Hutt City Council Decisions On Water Infrastructure Show Urgent Reform Is Needed
Lower Hutt Mayor Campbell Barry says decisions Hutt City Council have made on water infrastructure funding show urgent reform is needed.
Council has agreed to put forward for consultation an option which would maintain the current baseline funding, with the additional investment of water meters in the draft Long Term Plan (LTP). This alone is a significant uplift in funding of $590m over the 10 year period of the LTP.
“Council has agreed to put forward for consultation an option which would maintain the current investment programme funding which includes investment of water meters in the draft Long Term Plan (LTP). This alone is a significant uplift in funding of $590M over ten years.”
The advice from Wellington Water was for the Council to maintain baseline funding with water meters and a significant increase in renewals. However, due to concerns about unaffordable rates and debt headroom constraints the Council has not recommended this as its preferred option.
A tabled letter from Wellington Water Board Chair Nick Leggett noted advice that $7.6 billion of total investment should be made by the shareholding councils.
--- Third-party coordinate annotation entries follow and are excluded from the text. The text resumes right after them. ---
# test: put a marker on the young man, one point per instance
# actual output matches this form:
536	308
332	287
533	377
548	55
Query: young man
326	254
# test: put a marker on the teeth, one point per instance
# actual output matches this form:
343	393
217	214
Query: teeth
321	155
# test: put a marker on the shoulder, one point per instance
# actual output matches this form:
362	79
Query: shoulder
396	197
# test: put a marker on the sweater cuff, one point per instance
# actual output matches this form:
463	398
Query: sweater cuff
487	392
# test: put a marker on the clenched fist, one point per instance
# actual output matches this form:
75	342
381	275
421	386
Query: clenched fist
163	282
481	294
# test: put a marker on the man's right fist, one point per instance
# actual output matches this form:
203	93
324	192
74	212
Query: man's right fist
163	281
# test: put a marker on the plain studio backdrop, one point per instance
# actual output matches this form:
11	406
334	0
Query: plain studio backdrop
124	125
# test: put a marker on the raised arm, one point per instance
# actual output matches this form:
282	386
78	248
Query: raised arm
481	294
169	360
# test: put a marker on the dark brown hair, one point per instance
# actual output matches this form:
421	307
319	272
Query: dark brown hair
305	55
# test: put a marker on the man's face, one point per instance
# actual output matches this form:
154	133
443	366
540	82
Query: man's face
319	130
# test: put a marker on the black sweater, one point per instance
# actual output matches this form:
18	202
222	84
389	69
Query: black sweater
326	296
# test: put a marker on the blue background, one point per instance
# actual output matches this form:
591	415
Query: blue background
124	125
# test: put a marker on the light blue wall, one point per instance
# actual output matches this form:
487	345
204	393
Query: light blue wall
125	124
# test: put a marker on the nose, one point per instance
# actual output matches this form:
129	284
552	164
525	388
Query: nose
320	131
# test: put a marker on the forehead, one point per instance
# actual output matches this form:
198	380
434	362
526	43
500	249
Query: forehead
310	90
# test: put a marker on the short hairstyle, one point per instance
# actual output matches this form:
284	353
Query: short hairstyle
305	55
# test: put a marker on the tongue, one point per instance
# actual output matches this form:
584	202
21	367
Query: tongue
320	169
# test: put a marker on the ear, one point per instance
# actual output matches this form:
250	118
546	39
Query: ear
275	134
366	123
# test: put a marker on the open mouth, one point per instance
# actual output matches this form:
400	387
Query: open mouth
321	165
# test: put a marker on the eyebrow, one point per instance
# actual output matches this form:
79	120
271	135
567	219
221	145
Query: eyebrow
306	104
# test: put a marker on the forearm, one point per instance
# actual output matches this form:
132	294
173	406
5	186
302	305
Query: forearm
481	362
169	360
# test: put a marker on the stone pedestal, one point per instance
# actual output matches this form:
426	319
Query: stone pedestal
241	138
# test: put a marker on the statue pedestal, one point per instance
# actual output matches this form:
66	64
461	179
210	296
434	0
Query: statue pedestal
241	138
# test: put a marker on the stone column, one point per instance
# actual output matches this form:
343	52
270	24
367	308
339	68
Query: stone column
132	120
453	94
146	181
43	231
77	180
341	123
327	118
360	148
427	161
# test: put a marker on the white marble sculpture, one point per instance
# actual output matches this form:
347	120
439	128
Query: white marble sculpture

This is a significant increase from the $1.9 billion that councils put into their 2021 LTP.
The letter shows concern that significant underfunding of the region’s water assets will compound the current issues of water leaks and supply.
Mayor Barry says the entire situation reaffirms that unless there is water reform, councils will not be able to make the necessary investments.
"We know we need to invest more, but councils simply don’t have the financial tools to do it without breaching debt caps and/or imposing a decade of astronomical rate increases. Reform is desperately needed.
"The letter from Wellington Water shows our region needs to invest $7.6 billion for the coming decade. This is necessary, but completely unaffordable within our current structure.
"Councils across the country are facing significant financial pressures in preparing their LTPs. Without urgency and a clear plan forward by government around water reform, those pressures will only get worse.
"Without reform my fear is that we will fall even further behind in the investment that’s desperately needed.
"The new government should be considering this issue at its first cabinet meeting today to give councils across New Zealand some direction on their next steps."
Hutt City Council continues to work on its Draft LTP. The draft plan will be finalised in March with consultation occurring in April.